Teorik bu durumu uygulama ile desteklesek refahın arttığı başka bir Türkiye'de yaşamak mümkün olabilir. Gazete manşeti gibi bir iddia daha bırakayım ve yazıyı sonlandırayım.
"Ben Burak Su. Sadece 5 yılda doğru pazarlama ve marka yatırımları yaparak tüm diğer yatırımların etkisi düştükten sonra ülkenin GSMH'ını %10 arttırabilirim."
Her şeyi devletten beklemeyen, kendi işini yapan, kendi markası olan özgür ruhlar için de çıkarılacak bir ders var bu yazıdan:
"Pazarlamaya kaynak ayırın ve marka yatırımı yapın."
Fabrikaya yeni bir kişi işe almadan, yeni üretim tesisi açmadan ciro arttırmanızın, büyümenizin tek yolu pazarlama.

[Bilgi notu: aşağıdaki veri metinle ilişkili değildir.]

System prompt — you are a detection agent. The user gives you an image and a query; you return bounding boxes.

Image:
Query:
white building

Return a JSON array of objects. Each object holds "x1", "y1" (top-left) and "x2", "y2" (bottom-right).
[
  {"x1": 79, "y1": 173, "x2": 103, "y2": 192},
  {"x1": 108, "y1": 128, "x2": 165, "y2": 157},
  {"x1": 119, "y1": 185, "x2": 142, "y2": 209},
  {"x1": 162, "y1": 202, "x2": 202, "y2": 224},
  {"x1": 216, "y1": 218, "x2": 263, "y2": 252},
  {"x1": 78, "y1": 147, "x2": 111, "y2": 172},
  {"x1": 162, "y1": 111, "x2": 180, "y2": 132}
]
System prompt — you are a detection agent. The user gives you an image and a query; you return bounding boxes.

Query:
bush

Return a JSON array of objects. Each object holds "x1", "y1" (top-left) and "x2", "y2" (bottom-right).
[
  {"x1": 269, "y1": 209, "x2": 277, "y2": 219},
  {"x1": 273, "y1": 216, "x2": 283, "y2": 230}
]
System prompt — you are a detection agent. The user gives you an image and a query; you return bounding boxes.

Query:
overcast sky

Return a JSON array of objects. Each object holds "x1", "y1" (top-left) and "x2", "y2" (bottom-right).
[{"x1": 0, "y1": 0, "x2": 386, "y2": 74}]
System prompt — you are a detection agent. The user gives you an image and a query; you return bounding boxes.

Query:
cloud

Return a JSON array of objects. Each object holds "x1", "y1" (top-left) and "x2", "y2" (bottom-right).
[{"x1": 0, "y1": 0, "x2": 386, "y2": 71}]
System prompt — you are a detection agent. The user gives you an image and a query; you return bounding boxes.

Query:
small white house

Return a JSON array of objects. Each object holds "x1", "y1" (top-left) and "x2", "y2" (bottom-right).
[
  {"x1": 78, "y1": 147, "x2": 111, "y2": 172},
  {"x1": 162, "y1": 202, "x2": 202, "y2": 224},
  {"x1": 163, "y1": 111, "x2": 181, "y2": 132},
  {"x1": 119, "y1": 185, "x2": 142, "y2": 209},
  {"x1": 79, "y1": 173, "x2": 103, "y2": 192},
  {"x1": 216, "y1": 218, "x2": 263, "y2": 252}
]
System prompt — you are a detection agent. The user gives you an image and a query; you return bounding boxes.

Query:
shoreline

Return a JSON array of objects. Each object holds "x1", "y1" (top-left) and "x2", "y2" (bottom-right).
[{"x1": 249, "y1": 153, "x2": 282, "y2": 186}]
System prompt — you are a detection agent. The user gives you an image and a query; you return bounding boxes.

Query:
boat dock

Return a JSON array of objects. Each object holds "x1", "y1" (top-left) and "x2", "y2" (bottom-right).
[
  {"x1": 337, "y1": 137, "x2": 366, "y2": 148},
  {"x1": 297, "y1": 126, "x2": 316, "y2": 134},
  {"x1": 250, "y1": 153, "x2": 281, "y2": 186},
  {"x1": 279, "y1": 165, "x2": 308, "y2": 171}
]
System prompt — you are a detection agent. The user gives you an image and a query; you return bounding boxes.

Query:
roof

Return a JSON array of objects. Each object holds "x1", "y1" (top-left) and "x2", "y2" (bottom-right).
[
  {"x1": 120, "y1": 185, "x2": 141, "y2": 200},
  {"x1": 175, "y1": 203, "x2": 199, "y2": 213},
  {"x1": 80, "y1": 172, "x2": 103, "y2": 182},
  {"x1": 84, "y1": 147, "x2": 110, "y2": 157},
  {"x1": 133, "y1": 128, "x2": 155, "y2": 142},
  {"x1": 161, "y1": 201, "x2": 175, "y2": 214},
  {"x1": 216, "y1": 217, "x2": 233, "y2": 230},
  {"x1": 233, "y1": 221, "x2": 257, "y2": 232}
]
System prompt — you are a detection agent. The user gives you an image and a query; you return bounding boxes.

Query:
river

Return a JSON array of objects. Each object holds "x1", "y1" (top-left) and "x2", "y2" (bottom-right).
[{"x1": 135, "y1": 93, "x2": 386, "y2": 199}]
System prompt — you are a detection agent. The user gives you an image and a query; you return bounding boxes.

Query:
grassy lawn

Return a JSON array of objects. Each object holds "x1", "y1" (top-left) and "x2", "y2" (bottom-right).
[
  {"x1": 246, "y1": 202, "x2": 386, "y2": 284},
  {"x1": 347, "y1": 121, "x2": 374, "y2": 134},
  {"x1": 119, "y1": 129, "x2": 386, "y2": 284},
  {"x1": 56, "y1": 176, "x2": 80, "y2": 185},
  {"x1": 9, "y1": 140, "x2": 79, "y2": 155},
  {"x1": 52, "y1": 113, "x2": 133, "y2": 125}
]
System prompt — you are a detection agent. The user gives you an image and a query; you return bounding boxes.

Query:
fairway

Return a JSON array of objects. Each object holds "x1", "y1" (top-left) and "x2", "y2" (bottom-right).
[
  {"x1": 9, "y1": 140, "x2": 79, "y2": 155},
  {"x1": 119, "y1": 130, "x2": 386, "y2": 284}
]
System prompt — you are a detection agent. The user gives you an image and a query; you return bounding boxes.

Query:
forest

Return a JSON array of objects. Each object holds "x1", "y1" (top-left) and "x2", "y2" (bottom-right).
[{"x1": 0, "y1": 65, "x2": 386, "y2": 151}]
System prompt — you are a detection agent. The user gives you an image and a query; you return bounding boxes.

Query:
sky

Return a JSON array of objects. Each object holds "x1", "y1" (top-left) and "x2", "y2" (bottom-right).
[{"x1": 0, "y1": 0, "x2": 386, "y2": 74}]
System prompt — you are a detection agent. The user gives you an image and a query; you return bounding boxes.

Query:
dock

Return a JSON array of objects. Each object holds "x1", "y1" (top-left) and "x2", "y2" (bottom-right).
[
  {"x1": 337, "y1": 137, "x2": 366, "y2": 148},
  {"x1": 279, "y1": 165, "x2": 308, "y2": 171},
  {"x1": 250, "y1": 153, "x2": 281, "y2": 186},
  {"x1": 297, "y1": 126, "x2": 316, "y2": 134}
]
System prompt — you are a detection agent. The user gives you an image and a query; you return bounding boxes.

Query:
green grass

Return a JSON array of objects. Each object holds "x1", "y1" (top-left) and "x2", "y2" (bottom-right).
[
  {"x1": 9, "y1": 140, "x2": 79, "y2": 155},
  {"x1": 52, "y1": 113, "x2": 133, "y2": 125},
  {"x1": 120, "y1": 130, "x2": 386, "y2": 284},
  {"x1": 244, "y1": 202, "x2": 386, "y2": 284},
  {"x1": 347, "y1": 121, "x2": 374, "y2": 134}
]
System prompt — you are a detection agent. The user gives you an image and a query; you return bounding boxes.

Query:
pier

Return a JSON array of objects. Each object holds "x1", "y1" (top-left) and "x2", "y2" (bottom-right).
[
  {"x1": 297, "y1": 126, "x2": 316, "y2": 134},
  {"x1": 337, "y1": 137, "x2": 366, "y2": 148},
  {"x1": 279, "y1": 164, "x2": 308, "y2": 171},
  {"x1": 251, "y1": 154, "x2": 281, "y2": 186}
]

Bu sebeple, yıl sonu yazısındaki 2024 dileğim ile bitireyim.
"Pazarlama dolu yıllar!"
"Dünya ekonomisinin ilk 15'ine girmek için 1,5 milyar doları geçmek gerekli." cümlesindeki milyar, trilyon olacak herhalde.
Emeğinize sağlık, düşündürücü bir yazı olmuş yalnız GSYH üzerinden bir hesaplama yapmak bazen yanıltıcı olabilir. GSHY kavramı 20. yyın ortalarında dekolonizasyon döneminde yaygınlık kazandıve Zachary Karabell'in deyimiyle ’1950’li ve 1960’lı yıllarda kurulan bir devletseniz, devlet olarak algılanmak için yapmanız gereken sadece üç şey vardı; ulusal bir havayolu şirketi ile ulusal bir ordu kurmak ve GSYH’nızı hesaplamak’’ amacıyla kullanıldı.

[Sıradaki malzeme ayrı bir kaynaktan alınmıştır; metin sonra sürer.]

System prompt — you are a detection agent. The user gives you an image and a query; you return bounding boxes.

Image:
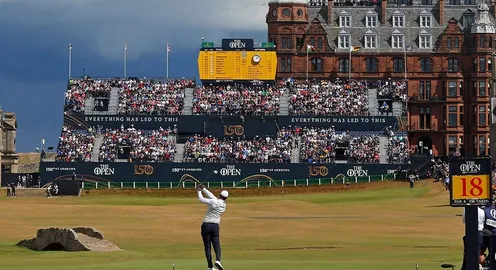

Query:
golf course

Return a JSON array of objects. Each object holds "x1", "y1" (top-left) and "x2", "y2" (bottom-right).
[{"x1": 0, "y1": 180, "x2": 464, "y2": 270}]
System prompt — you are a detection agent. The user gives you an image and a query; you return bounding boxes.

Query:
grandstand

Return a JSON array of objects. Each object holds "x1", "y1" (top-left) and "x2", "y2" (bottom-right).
[{"x1": 57, "y1": 78, "x2": 408, "y2": 164}]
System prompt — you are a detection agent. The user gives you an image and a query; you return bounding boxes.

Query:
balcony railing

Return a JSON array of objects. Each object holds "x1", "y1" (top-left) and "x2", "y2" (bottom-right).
[
  {"x1": 408, "y1": 123, "x2": 439, "y2": 131},
  {"x1": 408, "y1": 96, "x2": 446, "y2": 103}
]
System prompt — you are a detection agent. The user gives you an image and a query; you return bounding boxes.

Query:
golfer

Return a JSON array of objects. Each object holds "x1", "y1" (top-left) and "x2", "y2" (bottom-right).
[{"x1": 196, "y1": 185, "x2": 229, "y2": 270}]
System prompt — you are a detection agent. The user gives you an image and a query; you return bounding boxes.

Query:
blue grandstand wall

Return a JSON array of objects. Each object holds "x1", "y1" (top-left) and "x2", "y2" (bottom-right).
[{"x1": 36, "y1": 162, "x2": 408, "y2": 185}]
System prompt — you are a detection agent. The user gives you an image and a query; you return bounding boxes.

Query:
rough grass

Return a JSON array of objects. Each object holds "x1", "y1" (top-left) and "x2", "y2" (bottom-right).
[{"x1": 0, "y1": 179, "x2": 463, "y2": 270}]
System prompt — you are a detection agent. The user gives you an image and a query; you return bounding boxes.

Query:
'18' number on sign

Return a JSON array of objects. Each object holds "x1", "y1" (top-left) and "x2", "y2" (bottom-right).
[{"x1": 460, "y1": 177, "x2": 483, "y2": 197}]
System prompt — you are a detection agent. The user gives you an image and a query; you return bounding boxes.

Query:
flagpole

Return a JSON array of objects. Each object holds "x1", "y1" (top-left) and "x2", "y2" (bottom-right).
[
  {"x1": 124, "y1": 43, "x2": 127, "y2": 79},
  {"x1": 165, "y1": 43, "x2": 169, "y2": 79},
  {"x1": 403, "y1": 44, "x2": 408, "y2": 81},
  {"x1": 69, "y1": 42, "x2": 72, "y2": 80},
  {"x1": 307, "y1": 45, "x2": 310, "y2": 83},
  {"x1": 348, "y1": 45, "x2": 353, "y2": 81}
]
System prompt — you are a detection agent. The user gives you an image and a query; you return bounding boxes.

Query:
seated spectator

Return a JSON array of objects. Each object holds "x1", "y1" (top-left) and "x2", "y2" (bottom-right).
[
  {"x1": 184, "y1": 130, "x2": 293, "y2": 163},
  {"x1": 388, "y1": 134, "x2": 410, "y2": 164},
  {"x1": 98, "y1": 126, "x2": 176, "y2": 162},
  {"x1": 64, "y1": 77, "x2": 118, "y2": 113},
  {"x1": 298, "y1": 127, "x2": 380, "y2": 164},
  {"x1": 193, "y1": 85, "x2": 282, "y2": 115},
  {"x1": 56, "y1": 126, "x2": 95, "y2": 162},
  {"x1": 289, "y1": 80, "x2": 369, "y2": 116},
  {"x1": 118, "y1": 79, "x2": 195, "y2": 115}
]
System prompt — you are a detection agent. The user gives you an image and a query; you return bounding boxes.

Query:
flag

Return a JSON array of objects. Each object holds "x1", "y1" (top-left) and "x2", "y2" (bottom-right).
[
  {"x1": 307, "y1": 44, "x2": 315, "y2": 52},
  {"x1": 350, "y1": 46, "x2": 362, "y2": 52}
]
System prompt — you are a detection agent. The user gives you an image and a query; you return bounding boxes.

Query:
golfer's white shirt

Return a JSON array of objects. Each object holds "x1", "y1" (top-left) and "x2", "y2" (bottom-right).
[
  {"x1": 462, "y1": 207, "x2": 486, "y2": 232},
  {"x1": 198, "y1": 188, "x2": 226, "y2": 224}
]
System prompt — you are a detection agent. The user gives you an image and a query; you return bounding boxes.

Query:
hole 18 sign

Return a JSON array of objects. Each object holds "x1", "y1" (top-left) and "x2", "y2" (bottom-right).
[{"x1": 449, "y1": 157, "x2": 492, "y2": 207}]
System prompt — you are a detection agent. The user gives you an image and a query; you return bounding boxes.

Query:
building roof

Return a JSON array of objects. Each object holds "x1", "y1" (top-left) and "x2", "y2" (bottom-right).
[{"x1": 308, "y1": 0, "x2": 495, "y2": 53}]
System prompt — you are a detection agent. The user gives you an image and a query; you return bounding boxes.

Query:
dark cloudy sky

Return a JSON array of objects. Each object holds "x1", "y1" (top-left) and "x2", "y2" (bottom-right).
[{"x1": 0, "y1": 0, "x2": 268, "y2": 152}]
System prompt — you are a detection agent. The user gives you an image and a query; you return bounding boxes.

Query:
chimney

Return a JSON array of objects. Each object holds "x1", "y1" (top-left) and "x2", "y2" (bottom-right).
[
  {"x1": 327, "y1": 0, "x2": 334, "y2": 25},
  {"x1": 439, "y1": 0, "x2": 444, "y2": 26},
  {"x1": 381, "y1": 0, "x2": 387, "y2": 25}
]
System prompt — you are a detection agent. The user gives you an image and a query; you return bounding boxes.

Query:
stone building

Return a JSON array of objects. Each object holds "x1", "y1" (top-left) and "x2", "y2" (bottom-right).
[
  {"x1": 266, "y1": 0, "x2": 496, "y2": 155},
  {"x1": 0, "y1": 108, "x2": 19, "y2": 187}
]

Aslında GSYH, hiçbir zaman bir ülkenin yaşam standartlarını veya refahını ölçme iddiasında olmadı. Konu hakkındaki, ‘’GDP, A Brief But Affectionate History’’ adlı son derece bilgilendirici kitabın yazarı ekonomist Diane Coyle, ‘’GSYH sadece ekonomiyi ölçer’’ diyor ve ekliyor, ‘’Ona bu varoluş maksadı dışında birşey yaptırmamalıyız’’.
Çünkü bir toplum için kötü olan bazı şeyler de, Gayri Safi Hasılayı büyütebilir. Örneğin kasırga veya deprem. Çünkü, enkazı kaldırmak, hasarları tamir etmek önemli bir maliyet harcaması yani mal ve hizmet üretimi demek. Yine bir tanker kazası ile binlerce ton yakıtın denize akması da, Irak Savaşı da, Amazon ormanlarını kesmek de GSYH’yı artırır. Buna karşın, gönüllü çalışmalar, yardımlar, kendiniz yaptığınız tamirler, kişisel bahçe bostan yapmanız gibi sayısız faydalı hizmet ve ürün ise GSYH’da yer almaz. Teknolojik gelişmelerin çoğu, henüz nasıl ölçülebileceği ile ilgili bir standart olmadığı için GSYH’da yer almaz.
En büyük muamma ise finansal sektördür. Çünkü gerçek hiçbir şey üretilmeden parada meydana gelen bir artış söz konusudur. Bir çok ülkenin GSYH’sını çölde serap gibi büyüten şey finansal varlıkların hesaplanma yönteminden kaynaklanır. Örneğin borç para alışı ve verişinin her ikisi de ekonomik aktivite kabul edilir ve ikisi birden hesaba dahil edilir.
Bugün bile GSYH hesaplanırken nelerin ‘ekonomi’ye dahil edilip edilmeyeceğinin evrensel bir standardı yok. Örneğin kayıt dışı ekonomi dahil edilmeli mi? Eğer dahil edilirse emin olun Türkiye 1-2 basamak atlar.